Great for cliffs and rock crevices & strata, shading/aging pavement and concrete, mold on rock surfaces, etc.
4-oz bottles, about $6 on LHS shelves.


----------



## LateStarter

_*Railroad Backdrops.com*
Can be expensive, but well worth it.

They're stunning._
Check out these links.
The second two are videos.
The ends weren't squeegee'd properly in the second video.
1.) RailroadBackdrops.com

2.)


__ https://www.pinterest.com/pin/37928821847292546/

3.)


----------



## LateStarter

_*Westerfield kit*_


----------



## LateStarter

FWIW, the Westerfield boxcar above was an exercise in finger cramps and eye strain.
The car underbody has eight truss rods.
I need a hot tub and a vacay.


----------



## Chops124

The Hornby Rocket set, in HO.


----------



## LateStarter

_*Athearn Genesis locomotives*
DCC/Tsunami.
[this photo appears in another thread]._

Genesis locomotives are very close to the top of the category (4th) in the _"Best Stuff"_ thread -- behind Rapido, RivetCounter, and Aurora.
Detail is superb; Paint & lettering are excellent; Run performance is almost unmatched; Sound is top shelf; Power is astounding; Lighting is A++.
BTW, the ditch lights on this beauty function astonishingly more like prototype than any other I've seen... in brightness, duration, and cadence.

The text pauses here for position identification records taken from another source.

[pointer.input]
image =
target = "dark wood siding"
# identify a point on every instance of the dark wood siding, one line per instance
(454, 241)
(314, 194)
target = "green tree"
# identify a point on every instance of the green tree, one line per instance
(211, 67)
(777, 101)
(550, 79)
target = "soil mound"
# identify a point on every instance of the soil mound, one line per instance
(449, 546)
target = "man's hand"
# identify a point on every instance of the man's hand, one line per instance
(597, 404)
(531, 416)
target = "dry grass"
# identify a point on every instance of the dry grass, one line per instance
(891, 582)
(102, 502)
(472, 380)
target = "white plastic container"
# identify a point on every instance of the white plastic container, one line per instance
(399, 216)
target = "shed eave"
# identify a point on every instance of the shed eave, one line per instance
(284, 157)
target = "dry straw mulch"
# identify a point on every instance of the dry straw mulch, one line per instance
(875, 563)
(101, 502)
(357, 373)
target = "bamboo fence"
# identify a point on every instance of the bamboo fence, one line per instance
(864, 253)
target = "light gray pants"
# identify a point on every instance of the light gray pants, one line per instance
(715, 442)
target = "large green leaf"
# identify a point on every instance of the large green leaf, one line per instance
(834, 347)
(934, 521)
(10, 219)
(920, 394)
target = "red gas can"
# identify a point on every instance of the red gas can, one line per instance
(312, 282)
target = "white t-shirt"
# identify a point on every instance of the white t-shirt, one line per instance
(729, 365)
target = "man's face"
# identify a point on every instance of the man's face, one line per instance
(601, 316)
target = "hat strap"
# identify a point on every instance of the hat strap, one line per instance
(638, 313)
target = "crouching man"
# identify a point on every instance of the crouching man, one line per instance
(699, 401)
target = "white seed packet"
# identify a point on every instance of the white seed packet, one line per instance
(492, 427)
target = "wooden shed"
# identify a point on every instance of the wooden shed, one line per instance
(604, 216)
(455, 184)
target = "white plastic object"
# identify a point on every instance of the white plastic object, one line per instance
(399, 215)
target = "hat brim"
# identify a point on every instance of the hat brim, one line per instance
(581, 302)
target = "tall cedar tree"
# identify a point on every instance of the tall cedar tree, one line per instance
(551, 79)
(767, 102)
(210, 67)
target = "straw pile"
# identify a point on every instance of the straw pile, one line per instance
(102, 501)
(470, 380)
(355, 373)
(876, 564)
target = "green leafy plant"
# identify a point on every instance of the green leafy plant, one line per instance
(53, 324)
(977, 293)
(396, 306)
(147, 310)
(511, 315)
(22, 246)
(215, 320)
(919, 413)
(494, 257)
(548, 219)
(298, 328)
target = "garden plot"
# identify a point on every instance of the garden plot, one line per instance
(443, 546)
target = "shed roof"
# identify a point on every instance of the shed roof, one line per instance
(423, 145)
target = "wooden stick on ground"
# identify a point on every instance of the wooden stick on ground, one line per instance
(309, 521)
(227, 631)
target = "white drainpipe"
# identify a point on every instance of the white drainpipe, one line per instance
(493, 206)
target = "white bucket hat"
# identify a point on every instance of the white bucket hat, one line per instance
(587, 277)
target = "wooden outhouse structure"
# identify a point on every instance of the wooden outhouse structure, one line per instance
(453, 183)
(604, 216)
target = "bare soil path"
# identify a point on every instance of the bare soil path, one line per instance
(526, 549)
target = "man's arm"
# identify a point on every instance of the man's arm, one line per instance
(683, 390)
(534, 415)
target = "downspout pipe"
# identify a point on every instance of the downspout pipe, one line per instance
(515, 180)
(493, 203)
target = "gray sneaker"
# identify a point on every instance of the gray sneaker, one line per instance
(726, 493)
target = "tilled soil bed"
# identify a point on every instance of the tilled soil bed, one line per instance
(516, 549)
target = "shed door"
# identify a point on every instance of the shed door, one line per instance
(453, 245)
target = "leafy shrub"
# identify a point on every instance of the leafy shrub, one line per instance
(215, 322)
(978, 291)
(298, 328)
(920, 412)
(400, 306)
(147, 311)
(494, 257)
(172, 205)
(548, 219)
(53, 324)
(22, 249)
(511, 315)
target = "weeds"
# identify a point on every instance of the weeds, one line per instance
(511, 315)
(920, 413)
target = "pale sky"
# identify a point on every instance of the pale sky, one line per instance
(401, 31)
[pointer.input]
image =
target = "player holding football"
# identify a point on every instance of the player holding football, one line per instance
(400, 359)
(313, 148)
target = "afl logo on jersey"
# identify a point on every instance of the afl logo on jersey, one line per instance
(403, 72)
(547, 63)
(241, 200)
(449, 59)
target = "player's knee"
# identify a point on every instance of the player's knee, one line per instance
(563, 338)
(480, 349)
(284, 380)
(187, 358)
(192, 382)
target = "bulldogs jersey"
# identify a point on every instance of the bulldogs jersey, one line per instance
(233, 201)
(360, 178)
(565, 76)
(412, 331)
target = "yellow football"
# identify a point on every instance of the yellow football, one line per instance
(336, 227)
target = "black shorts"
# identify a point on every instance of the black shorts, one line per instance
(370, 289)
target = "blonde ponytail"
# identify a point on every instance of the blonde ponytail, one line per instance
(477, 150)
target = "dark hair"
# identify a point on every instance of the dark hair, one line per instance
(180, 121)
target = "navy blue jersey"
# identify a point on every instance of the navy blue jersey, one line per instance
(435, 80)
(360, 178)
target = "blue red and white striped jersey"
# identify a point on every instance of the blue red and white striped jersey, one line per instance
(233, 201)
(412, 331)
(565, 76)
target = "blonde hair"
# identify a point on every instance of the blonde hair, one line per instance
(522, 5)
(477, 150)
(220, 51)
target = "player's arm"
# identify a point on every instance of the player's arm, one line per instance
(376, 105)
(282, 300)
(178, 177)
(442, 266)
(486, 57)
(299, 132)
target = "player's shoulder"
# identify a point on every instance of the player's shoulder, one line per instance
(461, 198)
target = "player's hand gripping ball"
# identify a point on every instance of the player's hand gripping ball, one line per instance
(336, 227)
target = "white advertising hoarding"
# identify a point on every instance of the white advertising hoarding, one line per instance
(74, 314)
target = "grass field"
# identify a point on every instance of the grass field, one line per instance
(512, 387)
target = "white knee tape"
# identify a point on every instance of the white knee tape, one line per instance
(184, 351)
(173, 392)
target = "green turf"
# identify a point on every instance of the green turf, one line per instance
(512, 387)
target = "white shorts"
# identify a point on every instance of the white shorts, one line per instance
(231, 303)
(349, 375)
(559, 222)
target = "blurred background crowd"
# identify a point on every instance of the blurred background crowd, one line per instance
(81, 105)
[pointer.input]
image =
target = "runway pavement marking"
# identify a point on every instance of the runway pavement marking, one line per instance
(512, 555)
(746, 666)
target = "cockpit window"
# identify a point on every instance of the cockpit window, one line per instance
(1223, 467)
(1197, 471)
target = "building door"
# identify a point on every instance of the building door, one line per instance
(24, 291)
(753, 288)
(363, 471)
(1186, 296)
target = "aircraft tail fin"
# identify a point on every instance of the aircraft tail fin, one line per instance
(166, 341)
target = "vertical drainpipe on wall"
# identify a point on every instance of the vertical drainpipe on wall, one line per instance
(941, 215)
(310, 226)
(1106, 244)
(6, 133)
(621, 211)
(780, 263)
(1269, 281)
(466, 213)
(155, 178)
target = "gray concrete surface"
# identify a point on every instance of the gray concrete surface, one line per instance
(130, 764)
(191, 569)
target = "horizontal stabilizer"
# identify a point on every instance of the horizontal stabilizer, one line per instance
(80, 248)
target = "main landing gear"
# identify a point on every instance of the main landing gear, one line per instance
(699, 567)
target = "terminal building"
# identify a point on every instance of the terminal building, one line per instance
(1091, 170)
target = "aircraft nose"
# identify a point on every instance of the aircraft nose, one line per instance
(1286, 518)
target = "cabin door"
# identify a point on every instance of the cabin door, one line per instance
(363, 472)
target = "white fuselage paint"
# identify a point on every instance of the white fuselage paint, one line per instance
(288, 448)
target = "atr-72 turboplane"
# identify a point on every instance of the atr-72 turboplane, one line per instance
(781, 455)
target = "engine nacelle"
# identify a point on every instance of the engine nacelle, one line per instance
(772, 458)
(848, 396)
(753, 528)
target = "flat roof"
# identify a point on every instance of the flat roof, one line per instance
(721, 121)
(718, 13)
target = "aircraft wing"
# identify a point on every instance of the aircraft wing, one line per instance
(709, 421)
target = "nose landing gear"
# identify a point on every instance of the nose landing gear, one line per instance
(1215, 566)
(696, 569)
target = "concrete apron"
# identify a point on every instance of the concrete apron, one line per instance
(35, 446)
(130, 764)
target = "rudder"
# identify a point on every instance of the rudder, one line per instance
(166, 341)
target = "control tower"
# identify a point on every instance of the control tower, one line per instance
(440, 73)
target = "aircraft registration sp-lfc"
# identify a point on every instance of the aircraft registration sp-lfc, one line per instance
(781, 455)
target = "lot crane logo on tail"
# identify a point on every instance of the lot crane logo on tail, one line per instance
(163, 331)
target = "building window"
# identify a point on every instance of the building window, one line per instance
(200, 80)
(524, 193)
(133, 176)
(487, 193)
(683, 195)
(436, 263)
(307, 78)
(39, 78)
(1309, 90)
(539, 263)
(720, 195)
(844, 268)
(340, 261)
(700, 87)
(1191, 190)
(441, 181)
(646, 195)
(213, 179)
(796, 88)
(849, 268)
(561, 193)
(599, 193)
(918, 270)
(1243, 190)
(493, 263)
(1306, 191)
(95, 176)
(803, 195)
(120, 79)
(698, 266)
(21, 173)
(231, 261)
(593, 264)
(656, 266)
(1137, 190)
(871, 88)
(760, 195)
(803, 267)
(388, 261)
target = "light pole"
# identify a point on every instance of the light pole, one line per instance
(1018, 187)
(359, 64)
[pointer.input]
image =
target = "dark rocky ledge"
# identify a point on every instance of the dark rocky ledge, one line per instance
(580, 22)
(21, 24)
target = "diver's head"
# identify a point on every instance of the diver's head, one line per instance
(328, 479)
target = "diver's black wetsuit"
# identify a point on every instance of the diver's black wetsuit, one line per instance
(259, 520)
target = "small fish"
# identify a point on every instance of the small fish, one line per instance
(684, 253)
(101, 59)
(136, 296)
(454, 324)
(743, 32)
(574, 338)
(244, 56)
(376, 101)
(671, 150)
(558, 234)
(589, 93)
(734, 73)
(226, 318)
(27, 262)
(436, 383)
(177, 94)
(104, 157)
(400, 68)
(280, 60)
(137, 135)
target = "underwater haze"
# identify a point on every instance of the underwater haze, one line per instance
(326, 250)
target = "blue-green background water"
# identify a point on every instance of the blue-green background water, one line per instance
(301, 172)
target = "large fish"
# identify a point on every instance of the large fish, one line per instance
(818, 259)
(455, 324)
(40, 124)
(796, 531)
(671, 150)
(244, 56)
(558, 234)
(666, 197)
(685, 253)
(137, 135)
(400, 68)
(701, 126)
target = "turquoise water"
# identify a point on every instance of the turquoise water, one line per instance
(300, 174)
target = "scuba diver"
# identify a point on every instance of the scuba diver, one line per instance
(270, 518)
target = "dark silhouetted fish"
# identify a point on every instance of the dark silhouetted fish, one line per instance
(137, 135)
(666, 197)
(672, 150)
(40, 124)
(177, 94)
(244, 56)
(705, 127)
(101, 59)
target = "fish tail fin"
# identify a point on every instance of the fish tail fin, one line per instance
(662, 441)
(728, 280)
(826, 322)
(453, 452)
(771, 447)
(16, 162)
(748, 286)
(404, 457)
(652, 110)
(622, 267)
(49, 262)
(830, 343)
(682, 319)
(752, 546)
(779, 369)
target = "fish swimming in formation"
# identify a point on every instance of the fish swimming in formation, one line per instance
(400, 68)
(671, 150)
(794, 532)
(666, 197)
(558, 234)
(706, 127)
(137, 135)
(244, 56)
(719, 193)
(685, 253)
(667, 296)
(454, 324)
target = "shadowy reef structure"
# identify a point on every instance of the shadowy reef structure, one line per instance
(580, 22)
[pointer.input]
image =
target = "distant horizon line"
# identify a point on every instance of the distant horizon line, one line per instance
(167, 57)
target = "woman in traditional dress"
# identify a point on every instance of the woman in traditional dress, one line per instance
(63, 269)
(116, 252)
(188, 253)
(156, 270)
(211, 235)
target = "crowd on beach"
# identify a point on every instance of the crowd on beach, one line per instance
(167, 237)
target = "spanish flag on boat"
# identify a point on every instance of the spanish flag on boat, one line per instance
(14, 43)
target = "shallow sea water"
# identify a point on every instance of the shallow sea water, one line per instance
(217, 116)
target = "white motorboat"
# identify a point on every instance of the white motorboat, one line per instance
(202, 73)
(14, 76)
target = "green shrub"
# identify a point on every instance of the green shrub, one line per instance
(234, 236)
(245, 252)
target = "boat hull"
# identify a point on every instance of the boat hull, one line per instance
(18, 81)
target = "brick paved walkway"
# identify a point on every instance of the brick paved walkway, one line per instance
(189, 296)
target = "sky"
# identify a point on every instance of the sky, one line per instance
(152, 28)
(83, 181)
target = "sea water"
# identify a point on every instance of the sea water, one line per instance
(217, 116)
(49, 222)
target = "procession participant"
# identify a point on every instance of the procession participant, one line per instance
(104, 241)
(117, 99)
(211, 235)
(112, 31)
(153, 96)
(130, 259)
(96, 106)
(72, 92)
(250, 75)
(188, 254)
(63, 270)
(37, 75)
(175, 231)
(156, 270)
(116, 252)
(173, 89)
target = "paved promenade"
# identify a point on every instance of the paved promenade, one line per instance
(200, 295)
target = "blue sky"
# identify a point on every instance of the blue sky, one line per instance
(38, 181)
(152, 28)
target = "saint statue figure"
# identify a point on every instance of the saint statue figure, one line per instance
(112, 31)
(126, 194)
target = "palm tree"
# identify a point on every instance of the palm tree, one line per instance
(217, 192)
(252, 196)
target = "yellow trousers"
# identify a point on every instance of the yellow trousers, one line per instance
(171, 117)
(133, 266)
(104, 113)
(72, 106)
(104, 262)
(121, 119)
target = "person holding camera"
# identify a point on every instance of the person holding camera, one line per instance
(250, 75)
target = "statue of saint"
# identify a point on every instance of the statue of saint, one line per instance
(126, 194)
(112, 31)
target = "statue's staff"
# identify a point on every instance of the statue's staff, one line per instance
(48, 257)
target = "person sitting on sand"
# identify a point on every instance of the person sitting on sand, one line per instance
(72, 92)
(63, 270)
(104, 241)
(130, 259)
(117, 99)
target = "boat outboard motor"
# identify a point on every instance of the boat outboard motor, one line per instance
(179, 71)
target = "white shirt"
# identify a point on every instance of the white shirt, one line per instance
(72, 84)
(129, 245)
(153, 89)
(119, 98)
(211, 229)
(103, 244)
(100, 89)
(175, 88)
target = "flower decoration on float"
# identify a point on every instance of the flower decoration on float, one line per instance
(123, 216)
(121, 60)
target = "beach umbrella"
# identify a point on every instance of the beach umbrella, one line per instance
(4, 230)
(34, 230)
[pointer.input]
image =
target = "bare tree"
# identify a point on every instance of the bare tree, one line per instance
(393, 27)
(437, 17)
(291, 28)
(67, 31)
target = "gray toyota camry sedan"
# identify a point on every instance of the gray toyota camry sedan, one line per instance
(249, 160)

Genesis usually seems to (pun intended) _"shine"_ with that feature. They're good candidates for running point in consist.
Which is precisely the duty this will be assigned.


----------



## LateStarter

_*Vehicles*
BOS (American Excellence)._

Ranked #6 on the list.
Excellent quality & detail.


----------



## LateStarter

EURO MODELS
*Trix*
_Steamers._


----------



## LateStarter

*Vehicles*
_Kranlab
Kits -- European cranes & construction.
_
Resin kits.
For experienced modelers only.
Superb fine-scale detail.
Instructions are C+, B.
These beasts could be right at home in the States.


----------



## LateStarter

A site glitch is preventing me from editing the above post...
So the heck with it.


----------



## LateStarter

VEHICLES
*Mixed brand lineup*
_(Mid-price range).
Athearn, Brekina, CMW, Malibu International, MotorMax, Oxford Diecast.







_


----------



## LateStarter

_*Dennis Aust*
Resin truck parts and kits.
(advanced)._


----------



## LateStarter

_*RailFan Models*
For those with lofty aspirations._

Fairly new to the scene, is _RailFan Models_, a USA company, with an elite following.
They're exquisitely (and shamelessly) detailed, and come with Kadee #148's.
_Pictured is one of their initial offerings._
MSRP is _*$425*_ assembled, and _*$225*_ in unpainted kitform.


----------



## LateStarter

_*Tangent PS-4750*_
This ICG model is one handsome piece of work.


----------



## MichaelE

I used to see a lot of those around here.


----------



## LateStarter

MichaelE said:


> I used to see a lot of those around here.


I see one or two occasionally...
But they're usually primer-patched so severely, I hardly recognize them.


----------



## LateStarter

Site malfunction loading images...
Will try again later.


----------



## LateStarter

_*Athearn RTR F7*
Great detail._


----------



## LateStarter

_*Sunshine Models*
Unpainted resin kits.

UTLX 6,500 gallon shorty._
Not for entry-level skills.
Sunshine kits offer superb detail, with resin bodies and etched brass & stainless steel parts. All types of cars are offered. Finished projects are very rewarding.
Decals are included with this kit, but are separate-order items on some others.
Instructions are C+ to B.
Trucks and couplers not included.
Typical MSRP is $34 to $40.
Some are on eBay for exorbitant prices.
This was LHS purchased for $21.50.
Accurail trucks, InterMountain wheelsets, and ProtoMax couplers.


----------



## LateStarter

_*Norev Classics*_


----------



## LateStarter

_*Norev*
'71 Renault_


----------



## LateStarter

_*CCM*
Classic Construction Models._

Absurdly well detailed, with functioning parts.
Outrageously expensive.


----------



## LateStarter

*Collectibles*
In reference to post #246 above, I've learned that finely detailed and expensive 1:87 models are not all perused by model railroaders.
There are many who just _collect_ them, and buy them to add to a stable of assorted fine models, no matter what the price.
CCM models fall into that category... as do Arrohead, Aurora, Rapido, PCX87, Norev, etc.


----------



## LocoChris

LateStarter said:


> *Collectibles*
> In reference to post #246 above, I've learned that finely detailed and expensive 1:87 models are not all perused by model railroaders.
> There are many who just _collect_ them, and buy them to add to a stable of assorted fine models, no matter what the price.
> CCM models fall into that category... as do Arrohead, Aurora, Rapido, PCX87, Norev, etc.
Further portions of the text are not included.